Taxonomy Icon

Artificial Intelligence

Analyze historical shopping data with Spark and PixieDust in a Jupyter notebook

Get the code

Summary

Jupyter Notebooks is a tool used by many data scientists to wrangle and clean data, visualize data, build and test machine learning models, and even write talks. The reason for this is that the text, code, figures, and tables can be combined, which makes it easy to keep the code structured. This code pattern shows how you can use Jupyter Notebooks in IBM Watson Studio along with the open source Python packages Apache Spark and PixieDust to quickly analyze historical shopping data and produce charts and maps.

Description

Analyzing shopping data can give you a lot of information about customers and products. Although it can give you details about what customers are looking for, often it can be difficult to pull together and analyze the data that you need. Instead of relying on spreadsheets to analyze your data, this code pattern explains how you can analyze historical shopping data in a Jupyter Notebook with the open source Python packages Apache Spark and PixieDust.

To visualize data with Python, there are many packages available, but it might be a little overwhelming when you begin. With PixieDust, you can explore data in a simpler way. PixieDust uses visualization packages to create charts, including matplotlib, bokeh, seaborn, and Brunel. To explore PixieDust, you can use this code pattern where historical shopping data is analyzed with Spark and PixieDust. The data is loaded, cleaned, and then analyzed by creating various charts and maps.

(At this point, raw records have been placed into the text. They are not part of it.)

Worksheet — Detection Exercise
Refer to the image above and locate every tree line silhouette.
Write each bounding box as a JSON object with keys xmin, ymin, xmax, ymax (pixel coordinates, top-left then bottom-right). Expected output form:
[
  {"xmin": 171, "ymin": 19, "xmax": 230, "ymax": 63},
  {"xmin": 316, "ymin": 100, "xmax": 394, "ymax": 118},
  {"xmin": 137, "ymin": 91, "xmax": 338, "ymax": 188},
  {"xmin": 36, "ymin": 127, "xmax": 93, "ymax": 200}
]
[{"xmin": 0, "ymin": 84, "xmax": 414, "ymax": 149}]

Jupyter Notebooks are run in IBM Watson Studio.

When you have completed this code pattern, you should understand how to:

  • Use Jupyter Notebooks in IBM Watson Studio
  • Load data with PixieDust and clean data with Spark
  • Create charts and maps with PixieDust

Flow

flow

  1. Log in to Watson Studio.
  2. Load the provided notebook into Watson Studio.
  3. Load the customer data in the notebook.
  4. Transform the data with Apache Spark.
  5. Create charts and maps with PixieDust.

Instructions

See the README for detailed instructions. These steps explain how to:

  1. Sign up for Watson Studio.
  2. Create a project.
  3. Create a notebook.
  4. Load customer data in the notebook.
  5. Transform the data with Apache Spark.
  6. Create charts and maps with PixieDust.